Landing an aircraft is actually more hazardous than take-offs but both have their challenges. Airplanes love to fly, and they are designed to fly that sometimes, it can get tricky making them stop especially in the presence of unpredictable winds and slippery runways.

Wikimedia

Only 11% of fatal accidents happen during cruise level and this accounts for 57% of the flight phase based on a 1.5 hour flight.

Take-off is also a very critical and dangerous point of a flight. Both Lion Air and Ethiopian Air Boeing 737 Max 8 crashes happened during the climb, when the sensor on the Maneuvering Characteristic Augmentation System (MCAS) allegedly malfunctioned. The US Airways "Miracle on the Hudson" water landing happened during take-off when the aircraft suffered a multiple birdstrike and both engines flamed out.

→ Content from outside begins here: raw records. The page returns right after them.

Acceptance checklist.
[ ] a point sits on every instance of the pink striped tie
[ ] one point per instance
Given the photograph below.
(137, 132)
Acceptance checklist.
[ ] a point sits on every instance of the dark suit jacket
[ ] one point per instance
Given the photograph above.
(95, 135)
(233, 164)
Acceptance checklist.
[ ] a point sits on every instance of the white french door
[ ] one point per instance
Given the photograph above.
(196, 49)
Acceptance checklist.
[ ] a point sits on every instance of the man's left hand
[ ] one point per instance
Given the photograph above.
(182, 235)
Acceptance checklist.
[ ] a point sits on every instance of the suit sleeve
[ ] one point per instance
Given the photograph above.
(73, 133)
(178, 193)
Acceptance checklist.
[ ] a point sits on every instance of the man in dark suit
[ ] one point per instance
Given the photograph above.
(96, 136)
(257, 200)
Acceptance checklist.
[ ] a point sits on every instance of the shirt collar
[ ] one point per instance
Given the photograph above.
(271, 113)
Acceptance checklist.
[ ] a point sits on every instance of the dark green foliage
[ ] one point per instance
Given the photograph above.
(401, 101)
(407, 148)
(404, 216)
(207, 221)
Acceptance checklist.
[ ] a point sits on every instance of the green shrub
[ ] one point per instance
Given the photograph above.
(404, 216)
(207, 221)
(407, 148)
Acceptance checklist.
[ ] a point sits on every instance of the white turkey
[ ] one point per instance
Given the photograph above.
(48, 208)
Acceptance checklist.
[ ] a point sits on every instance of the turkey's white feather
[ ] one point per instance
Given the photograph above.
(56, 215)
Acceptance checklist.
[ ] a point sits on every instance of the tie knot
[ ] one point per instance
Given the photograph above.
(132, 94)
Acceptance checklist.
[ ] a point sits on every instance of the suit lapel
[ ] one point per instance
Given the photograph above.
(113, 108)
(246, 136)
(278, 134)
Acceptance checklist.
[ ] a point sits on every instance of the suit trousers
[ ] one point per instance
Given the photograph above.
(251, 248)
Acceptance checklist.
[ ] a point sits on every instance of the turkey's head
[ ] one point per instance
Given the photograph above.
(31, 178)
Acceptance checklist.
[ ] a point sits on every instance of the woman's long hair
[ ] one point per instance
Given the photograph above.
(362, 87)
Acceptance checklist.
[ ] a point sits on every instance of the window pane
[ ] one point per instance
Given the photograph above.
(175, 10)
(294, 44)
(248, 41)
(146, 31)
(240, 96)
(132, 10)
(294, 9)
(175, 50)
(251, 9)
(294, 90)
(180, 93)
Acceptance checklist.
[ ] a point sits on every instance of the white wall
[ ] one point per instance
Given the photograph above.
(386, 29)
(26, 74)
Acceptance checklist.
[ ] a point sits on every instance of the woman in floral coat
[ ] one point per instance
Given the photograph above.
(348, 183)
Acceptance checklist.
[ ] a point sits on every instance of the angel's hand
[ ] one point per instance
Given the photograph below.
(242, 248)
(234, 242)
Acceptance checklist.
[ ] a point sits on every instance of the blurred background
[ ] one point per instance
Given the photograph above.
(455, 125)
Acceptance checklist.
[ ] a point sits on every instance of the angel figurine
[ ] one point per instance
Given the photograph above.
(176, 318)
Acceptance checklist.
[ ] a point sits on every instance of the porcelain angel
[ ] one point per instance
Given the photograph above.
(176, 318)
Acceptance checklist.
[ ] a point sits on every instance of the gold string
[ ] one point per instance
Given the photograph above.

During take-off, the pilot calls V1 and V2. Basically, V1 is the "commit to fly" speed, meaning, even during an engine failure, the aircraft has to fly. It is the decision speed where there is no more stopping no matter what happens. V2 on the other hand is the speed where the airplane will climb in the event of an engine failure. This is also known as "take-off safety speed."


This is why until the pilot switches off the fasten seatbelt sign, passengers have to always be prepared for anything, even if air travel nowadays are very safe. Once the aircraft is on the climb and the aircraft suffers and engine failure, it will take some time for the pilot to land the aircraft again for an emergency.

So always remember that when the flight crew gives you instructions to prepare for take-off and landing, be sure to follow them as this is actually a very dangerous phase of the flight. Never take these instructions for granted as they may mean life or death situations.